Behçet’s disease (BD) is a systemic vasculitis that may progress with recurrent oral and genital aphthous ulceration and uveitis as well as locomotor, vascular, gastrointestinal, pulmonary, and neurological involvement. Although the rate of vascular involvement in BD varies from country to country, it varies between 1-38% in series. Venous involvement is more common than arterial involvement, and the most common form of involvement is lower extremity deep vein thrombosis; thrombosis may also cause occlusion in the superior and inferior vena cava. In this article, a case of BD presenting with bilateral jugular vein thrombosis is discussed.

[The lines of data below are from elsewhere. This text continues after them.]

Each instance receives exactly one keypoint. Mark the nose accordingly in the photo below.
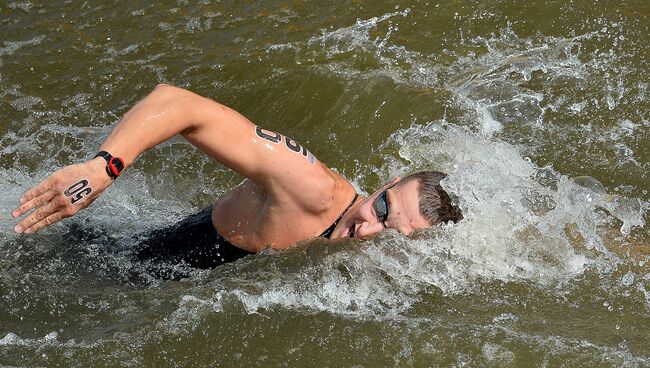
(367, 230)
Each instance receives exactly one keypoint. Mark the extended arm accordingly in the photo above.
(219, 131)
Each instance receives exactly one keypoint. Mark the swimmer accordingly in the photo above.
(288, 195)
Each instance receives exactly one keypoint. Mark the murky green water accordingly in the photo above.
(514, 99)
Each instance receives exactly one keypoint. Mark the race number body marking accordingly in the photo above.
(77, 191)
(292, 145)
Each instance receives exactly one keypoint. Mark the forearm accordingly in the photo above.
(165, 112)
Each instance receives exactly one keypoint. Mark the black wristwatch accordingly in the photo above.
(114, 165)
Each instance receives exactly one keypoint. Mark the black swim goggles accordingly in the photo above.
(381, 206)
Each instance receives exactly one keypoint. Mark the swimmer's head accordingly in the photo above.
(415, 202)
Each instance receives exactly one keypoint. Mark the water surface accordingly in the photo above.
(537, 110)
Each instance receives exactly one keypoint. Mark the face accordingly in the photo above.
(363, 220)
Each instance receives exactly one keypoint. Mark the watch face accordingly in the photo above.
(116, 165)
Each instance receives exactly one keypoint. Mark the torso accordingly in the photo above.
(254, 218)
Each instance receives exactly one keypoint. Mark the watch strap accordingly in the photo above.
(114, 165)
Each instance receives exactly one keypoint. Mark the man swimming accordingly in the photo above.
(288, 195)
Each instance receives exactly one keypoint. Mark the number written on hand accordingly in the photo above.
(77, 191)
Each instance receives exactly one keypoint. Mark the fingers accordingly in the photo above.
(41, 215)
(35, 202)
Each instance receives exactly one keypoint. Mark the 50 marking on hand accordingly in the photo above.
(78, 190)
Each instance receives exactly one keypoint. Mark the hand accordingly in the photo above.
(62, 195)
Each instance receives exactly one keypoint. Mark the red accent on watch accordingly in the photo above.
(114, 165)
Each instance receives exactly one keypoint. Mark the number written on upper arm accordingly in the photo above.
(290, 144)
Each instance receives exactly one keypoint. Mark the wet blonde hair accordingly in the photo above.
(436, 206)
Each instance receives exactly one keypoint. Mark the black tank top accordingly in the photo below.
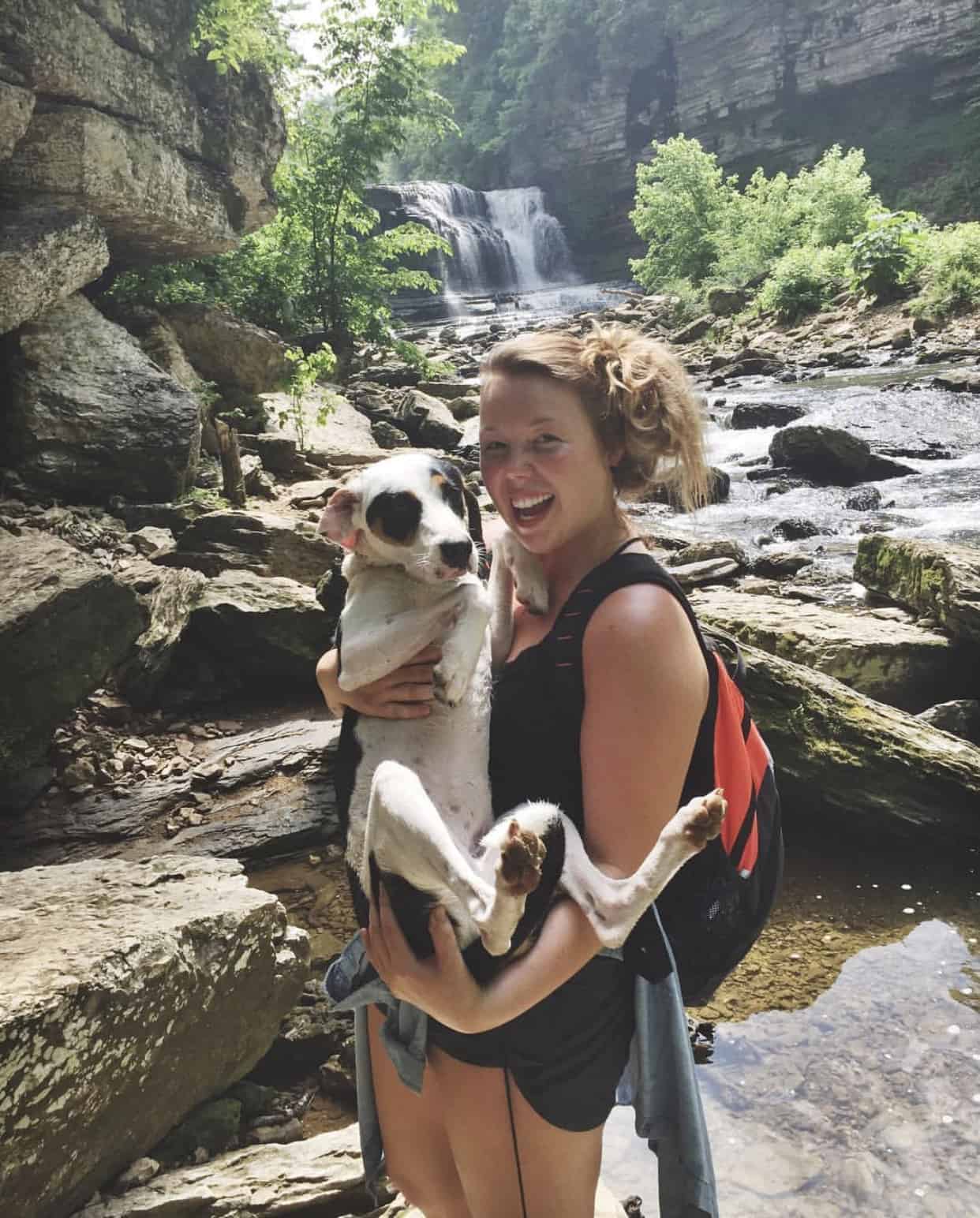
(539, 700)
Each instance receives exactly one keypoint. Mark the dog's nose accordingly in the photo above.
(456, 553)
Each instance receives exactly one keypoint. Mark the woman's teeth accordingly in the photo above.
(530, 506)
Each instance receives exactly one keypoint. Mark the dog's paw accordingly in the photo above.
(702, 819)
(530, 586)
(521, 857)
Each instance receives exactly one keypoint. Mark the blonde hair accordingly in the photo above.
(637, 396)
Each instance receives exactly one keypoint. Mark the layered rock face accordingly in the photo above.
(765, 83)
(105, 111)
(132, 993)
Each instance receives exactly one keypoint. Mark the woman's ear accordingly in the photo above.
(337, 521)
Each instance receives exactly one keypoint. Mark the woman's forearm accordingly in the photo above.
(567, 942)
(327, 675)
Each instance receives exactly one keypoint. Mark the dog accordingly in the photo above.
(420, 813)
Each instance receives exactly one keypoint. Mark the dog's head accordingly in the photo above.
(409, 510)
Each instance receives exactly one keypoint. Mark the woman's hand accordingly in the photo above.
(405, 693)
(441, 985)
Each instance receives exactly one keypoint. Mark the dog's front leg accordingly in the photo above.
(613, 906)
(406, 835)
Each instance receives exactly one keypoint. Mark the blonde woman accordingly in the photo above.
(600, 708)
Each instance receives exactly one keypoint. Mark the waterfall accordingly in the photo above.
(503, 240)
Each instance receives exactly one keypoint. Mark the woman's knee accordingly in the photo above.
(436, 1195)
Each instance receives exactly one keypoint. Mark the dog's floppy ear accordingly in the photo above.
(337, 521)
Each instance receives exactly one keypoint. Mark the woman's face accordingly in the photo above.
(543, 463)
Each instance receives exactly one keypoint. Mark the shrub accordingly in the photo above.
(805, 280)
(883, 255)
(948, 267)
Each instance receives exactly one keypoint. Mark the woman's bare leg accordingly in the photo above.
(413, 1128)
(559, 1170)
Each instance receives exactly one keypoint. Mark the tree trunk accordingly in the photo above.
(230, 465)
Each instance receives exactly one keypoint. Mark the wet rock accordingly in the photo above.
(45, 255)
(825, 454)
(228, 351)
(388, 435)
(941, 581)
(765, 414)
(264, 542)
(866, 499)
(959, 716)
(428, 421)
(959, 383)
(700, 551)
(780, 564)
(64, 624)
(796, 529)
(92, 418)
(892, 660)
(838, 749)
(138, 1173)
(112, 973)
(260, 1182)
(151, 541)
(214, 1126)
(694, 331)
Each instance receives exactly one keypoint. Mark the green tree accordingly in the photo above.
(682, 206)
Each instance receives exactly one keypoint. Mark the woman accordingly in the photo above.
(597, 709)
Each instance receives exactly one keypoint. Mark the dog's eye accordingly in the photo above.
(394, 515)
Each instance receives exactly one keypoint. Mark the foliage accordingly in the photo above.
(304, 375)
(948, 267)
(239, 32)
(683, 201)
(805, 280)
(883, 255)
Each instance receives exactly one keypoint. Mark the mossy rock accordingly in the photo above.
(940, 581)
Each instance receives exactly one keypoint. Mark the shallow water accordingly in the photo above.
(866, 1103)
(845, 1074)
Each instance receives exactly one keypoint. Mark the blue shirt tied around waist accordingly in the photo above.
(658, 1082)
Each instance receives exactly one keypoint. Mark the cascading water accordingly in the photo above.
(503, 241)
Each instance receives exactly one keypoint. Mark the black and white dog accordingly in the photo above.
(420, 809)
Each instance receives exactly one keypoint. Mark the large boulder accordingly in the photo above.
(131, 994)
(322, 1175)
(427, 420)
(254, 541)
(241, 633)
(45, 256)
(836, 749)
(888, 658)
(136, 128)
(335, 432)
(65, 622)
(91, 417)
(228, 351)
(827, 454)
(940, 580)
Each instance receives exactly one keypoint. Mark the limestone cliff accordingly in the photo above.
(105, 112)
(760, 82)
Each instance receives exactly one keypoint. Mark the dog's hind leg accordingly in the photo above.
(406, 835)
(615, 905)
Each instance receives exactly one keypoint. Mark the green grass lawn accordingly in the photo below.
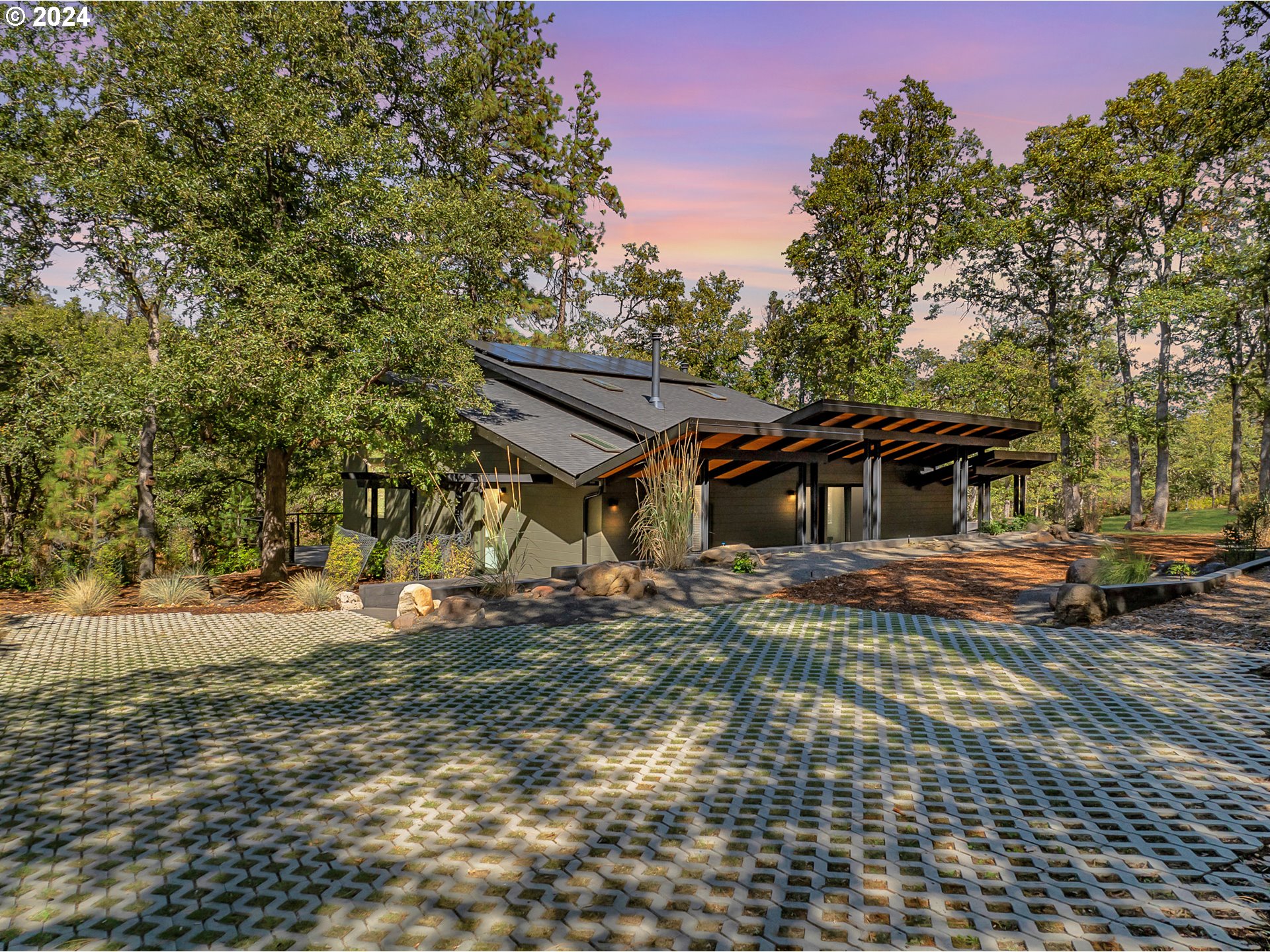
(1184, 522)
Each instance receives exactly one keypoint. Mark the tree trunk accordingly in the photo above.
(148, 527)
(1126, 365)
(273, 516)
(1236, 444)
(562, 313)
(1160, 506)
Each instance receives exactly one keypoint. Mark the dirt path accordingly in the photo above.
(981, 587)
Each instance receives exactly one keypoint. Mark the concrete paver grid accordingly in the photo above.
(752, 776)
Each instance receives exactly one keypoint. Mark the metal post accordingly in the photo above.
(873, 491)
(800, 507)
(705, 514)
(960, 495)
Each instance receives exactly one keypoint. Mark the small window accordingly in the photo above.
(603, 383)
(597, 442)
(702, 391)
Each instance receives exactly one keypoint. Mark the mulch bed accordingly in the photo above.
(244, 592)
(1236, 616)
(981, 586)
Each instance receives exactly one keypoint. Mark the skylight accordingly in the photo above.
(603, 383)
(597, 442)
(702, 391)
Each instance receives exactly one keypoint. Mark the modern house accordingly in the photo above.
(571, 430)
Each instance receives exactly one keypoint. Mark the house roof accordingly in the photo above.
(586, 416)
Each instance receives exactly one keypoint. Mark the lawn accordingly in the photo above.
(763, 775)
(1183, 522)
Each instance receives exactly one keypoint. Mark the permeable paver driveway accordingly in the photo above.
(755, 776)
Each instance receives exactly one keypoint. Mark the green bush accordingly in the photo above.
(16, 574)
(310, 592)
(343, 561)
(239, 559)
(1122, 565)
(1015, 524)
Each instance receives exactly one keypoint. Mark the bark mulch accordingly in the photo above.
(244, 592)
(1236, 616)
(980, 587)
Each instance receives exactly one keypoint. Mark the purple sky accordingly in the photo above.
(715, 110)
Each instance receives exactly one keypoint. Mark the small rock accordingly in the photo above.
(1080, 604)
(727, 555)
(407, 619)
(461, 608)
(1082, 571)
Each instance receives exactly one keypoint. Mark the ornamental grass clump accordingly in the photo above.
(663, 520)
(310, 592)
(167, 590)
(85, 594)
(1122, 565)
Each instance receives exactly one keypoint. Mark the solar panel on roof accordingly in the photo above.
(523, 356)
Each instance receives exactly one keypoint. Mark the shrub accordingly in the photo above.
(343, 561)
(1015, 524)
(310, 592)
(175, 590)
(1248, 532)
(1122, 565)
(239, 559)
(663, 520)
(85, 594)
(16, 574)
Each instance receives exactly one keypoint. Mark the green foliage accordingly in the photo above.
(85, 594)
(1249, 532)
(1015, 524)
(662, 527)
(345, 561)
(89, 499)
(1122, 565)
(310, 592)
(887, 206)
(175, 590)
(18, 575)
(234, 559)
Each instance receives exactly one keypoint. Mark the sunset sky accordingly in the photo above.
(715, 110)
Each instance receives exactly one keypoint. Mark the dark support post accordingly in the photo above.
(960, 495)
(800, 508)
(813, 503)
(873, 491)
(705, 514)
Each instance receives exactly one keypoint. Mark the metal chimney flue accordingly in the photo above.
(654, 397)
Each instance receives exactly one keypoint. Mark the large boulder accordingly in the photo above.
(606, 579)
(414, 598)
(1080, 604)
(727, 555)
(465, 610)
(1083, 571)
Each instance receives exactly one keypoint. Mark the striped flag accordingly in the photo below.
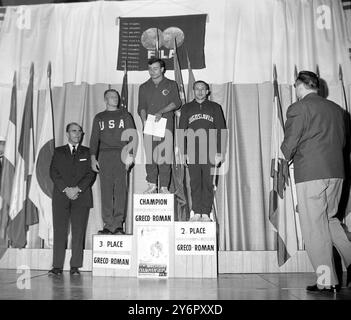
(41, 187)
(281, 204)
(2, 15)
(9, 163)
(178, 169)
(124, 93)
(22, 210)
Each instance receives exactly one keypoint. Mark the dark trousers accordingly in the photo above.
(159, 156)
(201, 188)
(63, 213)
(113, 183)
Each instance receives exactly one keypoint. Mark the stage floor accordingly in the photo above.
(287, 286)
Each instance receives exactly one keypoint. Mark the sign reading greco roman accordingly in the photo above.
(196, 238)
(111, 260)
(139, 37)
(153, 208)
(153, 251)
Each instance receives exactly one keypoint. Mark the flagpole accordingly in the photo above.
(32, 75)
(341, 78)
(280, 115)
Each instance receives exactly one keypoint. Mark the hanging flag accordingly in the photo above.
(124, 93)
(142, 38)
(191, 80)
(281, 204)
(22, 210)
(9, 163)
(178, 169)
(41, 187)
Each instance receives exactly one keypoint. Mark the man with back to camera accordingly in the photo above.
(314, 140)
(202, 114)
(111, 159)
(159, 97)
(72, 199)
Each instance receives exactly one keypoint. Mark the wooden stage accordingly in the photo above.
(273, 286)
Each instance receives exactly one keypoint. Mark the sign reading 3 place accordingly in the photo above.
(112, 243)
(198, 238)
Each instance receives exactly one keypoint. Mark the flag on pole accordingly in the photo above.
(191, 80)
(22, 210)
(9, 163)
(41, 187)
(178, 169)
(124, 93)
(281, 203)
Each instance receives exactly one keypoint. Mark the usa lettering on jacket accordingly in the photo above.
(200, 116)
(111, 124)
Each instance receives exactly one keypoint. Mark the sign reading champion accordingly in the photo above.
(140, 36)
(149, 209)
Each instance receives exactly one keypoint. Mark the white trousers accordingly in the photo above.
(318, 202)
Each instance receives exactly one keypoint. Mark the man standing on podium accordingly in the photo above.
(159, 97)
(201, 118)
(113, 146)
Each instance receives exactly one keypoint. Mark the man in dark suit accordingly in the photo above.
(72, 199)
(314, 140)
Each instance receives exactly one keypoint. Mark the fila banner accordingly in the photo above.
(141, 38)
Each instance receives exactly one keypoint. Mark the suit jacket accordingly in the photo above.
(66, 171)
(315, 138)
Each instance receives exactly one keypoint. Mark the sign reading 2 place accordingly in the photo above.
(140, 36)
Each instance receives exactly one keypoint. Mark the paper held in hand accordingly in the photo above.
(157, 129)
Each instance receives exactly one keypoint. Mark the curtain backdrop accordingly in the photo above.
(243, 190)
(244, 38)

Keywords: Behçet’s disease, thrombosis, mycophenolate mofetil, jugular vein

INTRODUCTION

Behçet’s disease (BD) is a chronic, multisystemic autoimmune disease with exacerbation and remission, which was first reported in 1937 by Prof. Dr. By Hulusi Behçet and defined as “triple symptom complex” consisting of recurrent oral, genital aphthous ulceration and hypopionic uveitis (1, 2). In other studies, it has been shown that this triple symptom complex is accompanied by articular, pulmonary, gastrointestinal, urogenital, cardiac, vascular, and neurological symptoms (3). Although BD can be seen at any age, the average age of onset is within the third decade and is more severe and mortal, especially in young males (4). The vascular involvement rate in BD has been reported as 1-38% in some studies (5). Venous involvement is more common than arterial involvement, while the most common form of involvement is lower extremity deep vent thrombosis; thrombosis may cause occlusion in the superior-inferior vena cava and dural sinuses (6). Here, we present the case of a patient who was admitted to our emergency department with headache and neck swelling and was diagnosed with bilateral jugular vein thrombosis and BD.

CASE REPORT

A 23-year-old male patient was admitted to the emergency department with a sudden headache and bilateral swelling of the neck. The patient, who was found to have bilateral jugular vein thrombosis on cervical Doppler ultrasonography, was admitted to our rheumatology service for further examination after being consulted for cardiovascular surgery and after initiating low-molecular-weight heparin (LMWH) treatment.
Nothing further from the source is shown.